In my reference Appendix 6: Proof of Lieb’s theorem, Page 645, Quantum Computation and Quantum Information by Nielsen and Chuang, it is given that
A matrix norm of $A$ is defined as $$||A||=\max_{\langle u|u\rangle=1}|\langle u|A|u\rangle|=\max_{u^Tu=1}|u^TAu|$$
If $A$ has eigenvalues $\lambda_i$ and defining $\lambda$ to be the maximum of the set $|\lambda_i|$ then
- $||A||\ge \lambda$
- When $A$ is hermitian, $||A||=\lambda$
- When $A=\begin{bmatrix}1&0 \\ 1&1\end{bmatrix}$, $||A||=3/2>1=\lambda$
My understanding of a similar matrix norm, called $L2$ norm is that $||A||_2=\max_{u^Tu=1}||Au||$ which is the largest singular value $\sigma_1$ of the matrix $A$, ie., square root of the largest eigen value of $A^TA$ and $\sigma_1^2=\max_{u^Tu=1}u^TSu$ with $S=A^TA$.
How do I show that $||A||\ge\lambda$?
For any fixed symmetric matrix $A\in\mathbb{R}^{n\times n}$, fixed rectangular matrix $B\in\mathbb{R}^{m\times n}$ and fixed vector $a\in\mathbb{R}^n$, we can define
\begin{align}
\frac{\partial}{\partial u}a^Tu=a\quad &\quad \frac{\partial}{\partial u}|u|^2=2u\\
\frac{\partial}{\partial u}(u^TAu)=2Au\quad &\quad \frac{\partial}{\partial u}|Bu|^2=2B^TBu\\
\end{align}
We need to find the critical points of the function $u^TAu$ subject to the constraint $|u|^2=u^Tu=1$.

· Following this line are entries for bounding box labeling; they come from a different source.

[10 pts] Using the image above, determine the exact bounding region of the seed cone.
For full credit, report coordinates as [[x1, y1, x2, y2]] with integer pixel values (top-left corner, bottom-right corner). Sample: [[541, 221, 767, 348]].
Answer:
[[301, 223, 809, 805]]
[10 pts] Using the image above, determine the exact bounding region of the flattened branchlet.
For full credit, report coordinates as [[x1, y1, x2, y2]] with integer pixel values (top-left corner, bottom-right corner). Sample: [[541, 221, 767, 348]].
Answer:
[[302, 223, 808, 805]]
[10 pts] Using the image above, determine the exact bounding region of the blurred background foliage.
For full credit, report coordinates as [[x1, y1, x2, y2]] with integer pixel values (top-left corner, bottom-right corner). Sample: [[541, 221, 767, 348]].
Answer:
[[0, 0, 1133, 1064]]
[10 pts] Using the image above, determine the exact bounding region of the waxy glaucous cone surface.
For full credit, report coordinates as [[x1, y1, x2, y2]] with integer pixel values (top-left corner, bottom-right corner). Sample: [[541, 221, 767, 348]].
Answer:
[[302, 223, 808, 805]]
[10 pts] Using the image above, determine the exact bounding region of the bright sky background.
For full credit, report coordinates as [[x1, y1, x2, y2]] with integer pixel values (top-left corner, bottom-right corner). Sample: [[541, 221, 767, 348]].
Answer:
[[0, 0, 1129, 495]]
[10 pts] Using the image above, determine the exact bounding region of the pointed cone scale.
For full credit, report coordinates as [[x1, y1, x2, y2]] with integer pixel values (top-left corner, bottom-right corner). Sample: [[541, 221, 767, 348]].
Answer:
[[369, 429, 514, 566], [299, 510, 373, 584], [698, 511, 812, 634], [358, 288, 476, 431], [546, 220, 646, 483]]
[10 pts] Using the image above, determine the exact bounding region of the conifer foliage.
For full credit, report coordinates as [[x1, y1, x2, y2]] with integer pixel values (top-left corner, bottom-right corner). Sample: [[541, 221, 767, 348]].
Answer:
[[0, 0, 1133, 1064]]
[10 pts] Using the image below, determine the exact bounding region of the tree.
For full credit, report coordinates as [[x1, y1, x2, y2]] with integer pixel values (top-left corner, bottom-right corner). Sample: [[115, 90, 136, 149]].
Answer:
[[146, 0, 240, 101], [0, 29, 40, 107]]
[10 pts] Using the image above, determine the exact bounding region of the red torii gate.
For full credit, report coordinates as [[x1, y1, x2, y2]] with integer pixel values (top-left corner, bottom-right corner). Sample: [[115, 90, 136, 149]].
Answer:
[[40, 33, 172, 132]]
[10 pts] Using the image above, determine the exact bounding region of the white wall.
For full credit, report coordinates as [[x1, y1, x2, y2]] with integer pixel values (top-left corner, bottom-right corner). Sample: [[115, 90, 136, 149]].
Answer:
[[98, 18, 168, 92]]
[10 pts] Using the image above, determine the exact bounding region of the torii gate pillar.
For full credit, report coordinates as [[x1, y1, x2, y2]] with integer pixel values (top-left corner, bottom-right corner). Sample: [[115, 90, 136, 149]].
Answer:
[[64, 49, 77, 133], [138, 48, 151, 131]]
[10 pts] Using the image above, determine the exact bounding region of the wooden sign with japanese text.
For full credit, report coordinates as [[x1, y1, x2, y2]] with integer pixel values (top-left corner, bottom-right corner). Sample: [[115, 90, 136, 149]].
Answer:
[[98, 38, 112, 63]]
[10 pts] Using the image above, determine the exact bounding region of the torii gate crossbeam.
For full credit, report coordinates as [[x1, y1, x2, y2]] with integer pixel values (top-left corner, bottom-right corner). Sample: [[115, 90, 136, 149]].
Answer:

ie., to find the critical points of the Lagrangian function, $L(u,\lambda)=u^TAu-\lambda(u^Tu-1)$
\begin{align}
\frac{\partial L}{\partial u}&=\frac{\partial}{\partial u}(u^TAu)-\lambda\frac{\partial}{\partial u}|u|^2\\
&=2Au-\lambda(2u)=0\\
\implies Au&=\lambda u\\
\frac{\partial L}{\partial\lambda}&=|u|^2-1=0\implies |u|^2=1
\end{align}
Therefore, $u,\lambda$ must be an eigenpair of $A$.
$\therefore$ the eigenvectors of $A$ are the critical points of $u^TAu$
$\therefore$ $\max_{u^Tu=1}u^TAu=\lambda_\max$, the largest eigenvalue of the matrix $A$.
So it looks like,
$||A||=\max_{\langle u|u\rangle=1}|\langle u|A|u\rangle|=\max_{u^Tu=1}|u^TAu|$ is the largest eigenvalue of the matrix $A$, whilst $ ||A||_2=\max_{u^Tu=1} ||Au|| $ is the largest singular value $\sigma_1$ of the matrix $A$. Am I looking at it correctly?
Given that the proof shows the critical values of $u^TAu$ are at the eigenvectors of $A$, how do I make sense of the case when $||A||>\lambda$?
For example, when $A=\begin{bmatrix}1&0 \\ 1&1\end{bmatrix}$, it is given that $||A||=3/2>1=\lambda$.
Best Answer
You can show the inequality $\|A\| \geq \lambda$ by taking for $u$ an unit eigenvector associated to $\lambda$. If $Au=\lambda u$, then $\langle u, Au\rangle = \lambda \|u\|^2.$
For 3., I suggest that you compute explicitely $\langle u, Au\rangle$ with $u=\pmatrix{u_1, u_2}$, $u_1^2+u_2^2=1$ and search for an explicit vector $u$ for which the equality holds.